Multi-Dimensional Splits¶

The n_dims parameter controls how Pilz finds correlations between features. This is the core innovation that makes Pilz special — it can split on multiple features simultaneously rather than one at a time.

What is n_dims?¶

n_dims defines how many features are combined in a single split evaluation:

flowchart TB subgraph n_dims_1 D1["n_dims=1"] --> F1[X alone] end subgraph n_dims_2 D2["n_dims=2"] --> P1[X AND Y pairs] end subgraph n_dims_3 D3["n_dims=3"] --> T1[X AND Y AND Z triplets] end

n_dims	Combinations Evaluated
1	Single features only
2	Feature pairs
3	Feature triplets

Why Multi-Dimensional Matters¶

The Correlation Problem¶

When features correlate, their combination is more predictive than either alone:

flowchart LR subgraph "Individual Features" I1["Contract=Monthly churn=42%"] --> R1[Not enough] I2["TechSupport=No churn=38%"] --> R2[Not enough] end subgraph "Combined (Correlation)" C["Contract=Monthly AND TechSupport=No churn=85%"] --> R3[Strong signal] end I1 --> C I2 --> C style C fill:#ccffcc style R3 fill:#ccffcc

Traditional vs Pilz¶

A traditional decision tree needs multiple sequential splits to capture a pairwise correlation. Pilz captures it in a single multi-dimensional cut:

flowchart TD subgraph "Traditional Tree - Needs Multiple Splits" T1[Data] --> T2{Contract=Monthly?} T2 -->|Yes| T3{No TechSupport?} T3 -->|Yes| T4[High Churn] T3 -->|No| T5[Medium Churn] T2 -->|No| T6[Low Churn] end subgraph "Pilz - Single Multi-Dimensional Cut" P1[Data] --> P2{Contract=Monthly AND TechSupport=No?} P2 -->|Yes| P3[High Churn, Score: 0.85] P2 -->|No| P4[Low Churn, Score: 0.15] end style P2 fill:#ccffcc

How It Works¶

The counter() method finds the best split by evaluating single features and multi-dimensional combinations:

# src/pilz/service/train.py:153-190
def counter(self, train_df: TrainDataframes) -> tuple[Filter, Filter | None, Filter]:
    # Step 1: Score individual features (n_dims=1)
    sorted_train_feats = sorted(
        train_df.train_features,
        key=lambda x: x.calc_diff(),
        reverse=True,
    )
    best_feat = sorted_train_feats[0]
    best_feat_diff = best_feat.calc_diff()

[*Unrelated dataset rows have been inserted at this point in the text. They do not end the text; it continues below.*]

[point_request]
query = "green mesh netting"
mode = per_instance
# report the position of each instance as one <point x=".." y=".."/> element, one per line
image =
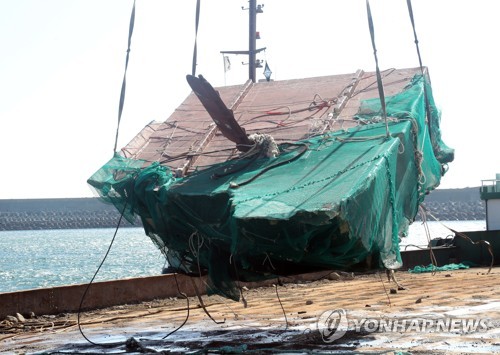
<point x="339" y="200"/>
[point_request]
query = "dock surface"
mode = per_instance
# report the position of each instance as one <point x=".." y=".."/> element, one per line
<point x="259" y="323"/>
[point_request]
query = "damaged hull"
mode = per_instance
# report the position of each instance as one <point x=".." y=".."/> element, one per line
<point x="340" y="199"/>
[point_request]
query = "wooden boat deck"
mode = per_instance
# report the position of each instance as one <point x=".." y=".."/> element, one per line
<point x="261" y="325"/>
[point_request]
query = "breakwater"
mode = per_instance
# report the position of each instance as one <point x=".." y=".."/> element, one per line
<point x="75" y="213"/>
<point x="71" y="213"/>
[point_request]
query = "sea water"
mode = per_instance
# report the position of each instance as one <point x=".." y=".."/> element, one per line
<point x="47" y="258"/>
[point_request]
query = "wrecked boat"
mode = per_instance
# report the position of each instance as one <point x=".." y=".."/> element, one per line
<point x="273" y="178"/>
<point x="277" y="177"/>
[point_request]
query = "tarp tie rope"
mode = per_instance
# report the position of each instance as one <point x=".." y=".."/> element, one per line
<point x="426" y="98"/>
<point x="124" y="83"/>
<point x="379" y="77"/>
<point x="197" y="21"/>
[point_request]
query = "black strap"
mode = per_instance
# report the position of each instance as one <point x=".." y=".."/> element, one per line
<point x="379" y="77"/>
<point x="427" y="105"/>
<point x="193" y="71"/>
<point x="124" y="83"/>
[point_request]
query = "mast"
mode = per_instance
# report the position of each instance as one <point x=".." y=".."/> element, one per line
<point x="252" y="51"/>
<point x="252" y="44"/>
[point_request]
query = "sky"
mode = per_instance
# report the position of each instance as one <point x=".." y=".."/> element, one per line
<point x="62" y="64"/>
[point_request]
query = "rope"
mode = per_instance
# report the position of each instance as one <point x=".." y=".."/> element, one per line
<point x="92" y="280"/>
<point x="124" y="83"/>
<point x="195" y="51"/>
<point x="426" y="98"/>
<point x="379" y="77"/>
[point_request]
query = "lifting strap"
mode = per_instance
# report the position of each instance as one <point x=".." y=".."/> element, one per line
<point x="426" y="97"/>
<point x="379" y="77"/>
<point x="124" y="83"/>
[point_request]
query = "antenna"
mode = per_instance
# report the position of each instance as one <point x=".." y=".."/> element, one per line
<point x="254" y="9"/>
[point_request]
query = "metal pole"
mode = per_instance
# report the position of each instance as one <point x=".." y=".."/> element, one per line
<point x="252" y="39"/>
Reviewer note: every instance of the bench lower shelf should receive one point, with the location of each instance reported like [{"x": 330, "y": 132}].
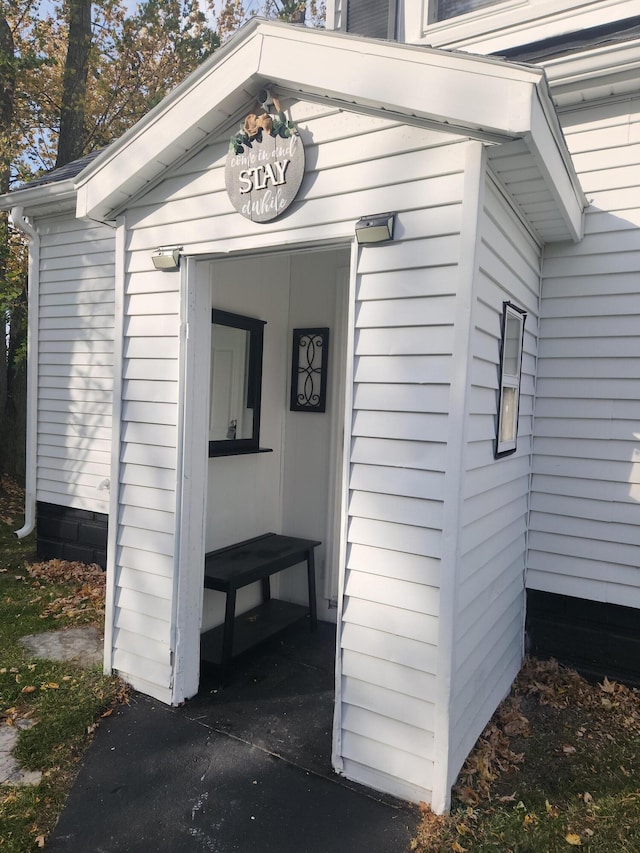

    # Step 2: Try multi-feature combinations for higher n_dims
    for dim in range(2, self.settings.n_dims + 1):
        counter = 0
        for comb in itertools.combinations(sorted_train_feats, r=dim):
            counter += 1

            akt_feature = CombinedCategorizedFeature(
                comb,
                non_target_size=train_df.n_count_non_target,
                target_size=train_df.n_count_target,
                neutral_faktor=self.settings.neutral_faktor,
            )

            if akt_feature.calc_diff() > best_feat_diff:
                best_feat = akt_feature
                best_feat_diff = akt_feature.calc_diff()

            if (
                self.settings.calcs_per_dim
                and counter > self.settings.calcs_per_dim
            ):
                break

    return best_feat.get_left_right_filter()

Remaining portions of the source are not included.